Monseigneur le duc de Bretagne A, pour les combats meurtriers, Convoqué de Nante à Mortagne, Dans la plaine et sur la montagne, L'arrière-ban de ses guerriers.
Ce sont des barons dont les armes Ornent des forts ceints d'un fossé; Des preux vieillis dans les alarmes, Des écuyers, des hommes d'armes; L'un d'entre eux est mon fiancé.
Il est parti pour l'Aquitaine Comme timbalier, et pourtant On le prend pour un capitaine, Rien qu'à voir sa mine hautaine, Et son pourpoint, d'or éclatant!
J'ai dit à notre abbé: – Messire, Priez bien pour tous nos soldats! – Et, comme on sait qu'il le désire, J'ai brûlé trois cierges de cire Sur la châsse de saint Gildas.
Il doit aujourd'hui de la guerre Revenir avec monseigneur; Ce n'est plus un amant vulgaire; Je lève un front baissé naguère, Et mon orgueil est du bonheur!
Le duc triomphant nous rapporte Son drapeau dans les camps froissé; Venez tous sous la vieille porte Voir passer la brillante escorte, Et le prince, et mon fiancé!
Mes soeurs, à vous parer si lentes, Venez voir près de mon vainqueur Ces timbales étincelantes Qui sous sa main toujours tremblantes, Sonnent, et font bondir le coeur!

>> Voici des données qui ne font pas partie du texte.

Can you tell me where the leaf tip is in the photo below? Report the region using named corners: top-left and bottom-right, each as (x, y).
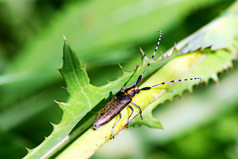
top-left (139, 47), bottom-right (145, 57)
top-left (63, 34), bottom-right (67, 41)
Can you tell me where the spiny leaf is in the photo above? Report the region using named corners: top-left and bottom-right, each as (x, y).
top-left (56, 3), bottom-right (237, 158)
top-left (25, 36), bottom-right (178, 158)
top-left (26, 1), bottom-right (237, 158)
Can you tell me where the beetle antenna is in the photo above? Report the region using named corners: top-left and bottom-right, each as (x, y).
top-left (140, 77), bottom-right (202, 91)
top-left (135, 30), bottom-right (162, 86)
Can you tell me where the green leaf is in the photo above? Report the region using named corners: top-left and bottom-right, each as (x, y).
top-left (25, 3), bottom-right (237, 158)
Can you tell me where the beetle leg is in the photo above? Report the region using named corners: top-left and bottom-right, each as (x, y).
top-left (110, 113), bottom-right (121, 139)
top-left (126, 105), bottom-right (134, 128)
top-left (131, 102), bottom-right (143, 120)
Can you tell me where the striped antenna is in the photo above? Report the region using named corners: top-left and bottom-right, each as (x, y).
top-left (140, 77), bottom-right (202, 90)
top-left (135, 30), bottom-right (162, 86)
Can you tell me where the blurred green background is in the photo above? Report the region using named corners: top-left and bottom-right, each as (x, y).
top-left (0, 0), bottom-right (238, 159)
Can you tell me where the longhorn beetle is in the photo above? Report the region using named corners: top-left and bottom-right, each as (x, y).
top-left (93, 31), bottom-right (201, 138)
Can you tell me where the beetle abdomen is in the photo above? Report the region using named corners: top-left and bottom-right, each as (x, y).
top-left (93, 92), bottom-right (132, 130)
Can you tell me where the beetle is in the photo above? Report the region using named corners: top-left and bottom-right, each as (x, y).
top-left (93, 31), bottom-right (201, 138)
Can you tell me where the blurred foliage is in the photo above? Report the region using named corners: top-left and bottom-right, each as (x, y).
top-left (0, 0), bottom-right (238, 158)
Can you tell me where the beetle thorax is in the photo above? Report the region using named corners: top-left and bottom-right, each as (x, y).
top-left (123, 85), bottom-right (140, 99)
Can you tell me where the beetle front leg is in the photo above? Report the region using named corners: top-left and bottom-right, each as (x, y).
top-left (131, 102), bottom-right (143, 120)
top-left (126, 105), bottom-right (134, 128)
top-left (110, 113), bottom-right (121, 139)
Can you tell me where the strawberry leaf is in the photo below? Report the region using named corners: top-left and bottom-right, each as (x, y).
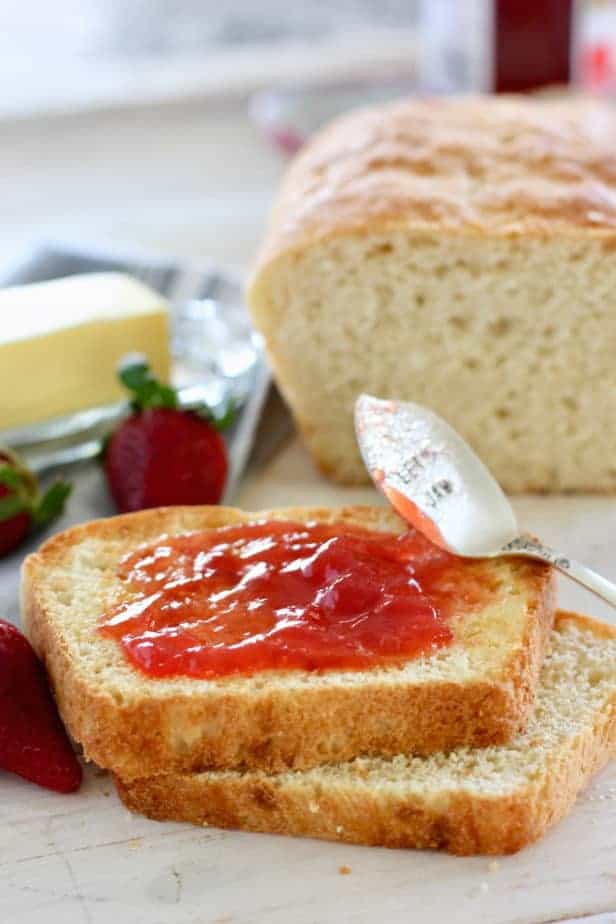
top-left (0, 462), bottom-right (22, 489)
top-left (32, 481), bottom-right (73, 526)
top-left (118, 354), bottom-right (178, 413)
top-left (0, 494), bottom-right (29, 523)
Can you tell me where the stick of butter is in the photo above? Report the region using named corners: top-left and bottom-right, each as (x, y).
top-left (0, 273), bottom-right (170, 430)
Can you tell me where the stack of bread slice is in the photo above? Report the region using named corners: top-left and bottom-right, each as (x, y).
top-left (22, 507), bottom-right (616, 854)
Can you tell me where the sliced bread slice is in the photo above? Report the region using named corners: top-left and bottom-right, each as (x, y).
top-left (22, 507), bottom-right (555, 780)
top-left (116, 613), bottom-right (616, 854)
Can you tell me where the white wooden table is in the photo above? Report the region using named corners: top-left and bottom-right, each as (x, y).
top-left (0, 104), bottom-right (616, 924)
top-left (0, 440), bottom-right (616, 924)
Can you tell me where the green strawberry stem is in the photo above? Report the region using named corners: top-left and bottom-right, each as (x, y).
top-left (117, 353), bottom-right (237, 432)
top-left (0, 449), bottom-right (72, 528)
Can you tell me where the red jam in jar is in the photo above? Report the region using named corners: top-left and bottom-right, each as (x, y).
top-left (100, 520), bottom-right (484, 678)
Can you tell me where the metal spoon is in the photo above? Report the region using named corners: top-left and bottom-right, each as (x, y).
top-left (355, 395), bottom-right (616, 607)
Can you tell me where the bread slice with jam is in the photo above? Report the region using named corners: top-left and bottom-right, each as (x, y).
top-left (116, 613), bottom-right (616, 855)
top-left (22, 507), bottom-right (555, 781)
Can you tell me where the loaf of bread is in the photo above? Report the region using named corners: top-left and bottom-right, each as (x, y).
top-left (116, 613), bottom-right (616, 854)
top-left (22, 507), bottom-right (555, 780)
top-left (249, 97), bottom-right (616, 492)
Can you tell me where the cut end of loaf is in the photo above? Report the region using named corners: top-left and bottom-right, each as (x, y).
top-left (253, 229), bottom-right (616, 492)
top-left (249, 97), bottom-right (616, 493)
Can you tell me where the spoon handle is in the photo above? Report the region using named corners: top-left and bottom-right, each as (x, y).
top-left (501, 536), bottom-right (616, 607)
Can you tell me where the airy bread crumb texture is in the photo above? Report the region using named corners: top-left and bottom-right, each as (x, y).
top-left (249, 99), bottom-right (616, 492)
top-left (117, 614), bottom-right (616, 854)
top-left (22, 507), bottom-right (555, 779)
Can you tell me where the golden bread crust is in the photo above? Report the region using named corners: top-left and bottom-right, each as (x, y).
top-left (115, 613), bottom-right (616, 855)
top-left (251, 96), bottom-right (616, 274)
top-left (22, 507), bottom-right (555, 780)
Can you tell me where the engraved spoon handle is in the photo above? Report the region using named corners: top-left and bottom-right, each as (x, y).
top-left (499, 536), bottom-right (616, 606)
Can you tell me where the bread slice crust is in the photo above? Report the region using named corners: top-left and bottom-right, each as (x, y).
top-left (22, 507), bottom-right (555, 780)
top-left (116, 613), bottom-right (616, 855)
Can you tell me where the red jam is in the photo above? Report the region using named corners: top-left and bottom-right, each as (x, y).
top-left (101, 521), bottom-right (486, 678)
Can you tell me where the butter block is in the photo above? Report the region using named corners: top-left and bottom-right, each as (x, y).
top-left (0, 273), bottom-right (170, 430)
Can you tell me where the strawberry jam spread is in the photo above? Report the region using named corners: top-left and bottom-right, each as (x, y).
top-left (100, 520), bottom-right (478, 678)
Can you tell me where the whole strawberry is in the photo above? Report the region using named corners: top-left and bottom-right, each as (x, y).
top-left (104, 359), bottom-right (228, 512)
top-left (0, 619), bottom-right (81, 792)
top-left (0, 449), bottom-right (71, 556)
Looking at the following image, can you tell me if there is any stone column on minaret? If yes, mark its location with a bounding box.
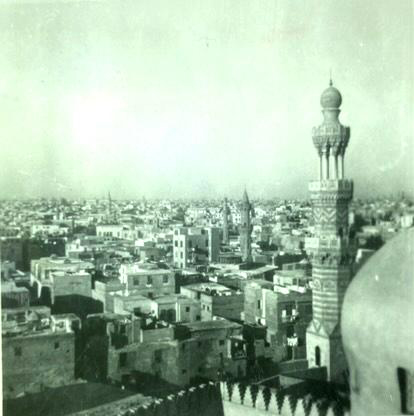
[240,190,253,263]
[223,198,229,244]
[305,79,353,381]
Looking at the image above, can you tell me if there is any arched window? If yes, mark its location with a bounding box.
[315,347,321,367]
[397,367,414,415]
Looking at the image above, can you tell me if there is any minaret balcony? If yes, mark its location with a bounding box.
[309,179,354,201]
[309,179,354,192]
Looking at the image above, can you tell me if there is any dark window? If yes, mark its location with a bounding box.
[285,305,293,316]
[397,367,414,415]
[154,350,162,363]
[119,352,127,367]
[286,325,295,338]
[315,347,321,367]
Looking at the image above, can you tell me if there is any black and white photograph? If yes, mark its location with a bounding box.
[0,0,414,416]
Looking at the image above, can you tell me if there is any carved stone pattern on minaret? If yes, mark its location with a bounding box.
[313,205,349,225]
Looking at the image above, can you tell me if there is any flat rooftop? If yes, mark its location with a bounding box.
[181,319,242,332]
[3,383,151,416]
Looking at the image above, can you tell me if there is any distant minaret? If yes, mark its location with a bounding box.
[107,191,112,221]
[223,198,229,244]
[240,190,253,263]
[305,81,354,381]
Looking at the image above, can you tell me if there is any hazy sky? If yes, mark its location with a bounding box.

Venez surtout le voir lui-même Sous le manteau que j'ai brodé. Qu'il sera beau! C'est lui que j'aime! Il porte comme un diadème Son casque, de crins inondé!
Sur deux rangs le cortège ondoie: D'abord, les piquiers aux pas lourds; Puis, sous l'étendard qu'on déploie, Les barons, en robe de soie, Avec leurs toques de velours.
Voici les chasubles des prêtres; Les hérauts sur un blanc coursier. Tous, en souvenir des ancêtres, Portent l'écusson de leurs maîtres, Peint sur leur corselet d'acier.
Admirez l'armure persane Des templiers, craints de l'enfer; Et, sous la longue pertuisane, Les archers venus de Lausanne, Vêtus de buffle, armés de fer.
Le duc n'est pas loin : ses bannières Flottent parmi les chevaliers; Quelques enseignes prisonnières, Honteuses, passent les dernières... Mes soeurs! Voici les timbaliers!...
Elle dit, et sa vue errante Plonge, hélas! Dans Puis dans la foule indifférente, Elle tomba froide et mourrante... Les timbaliers étaient passés.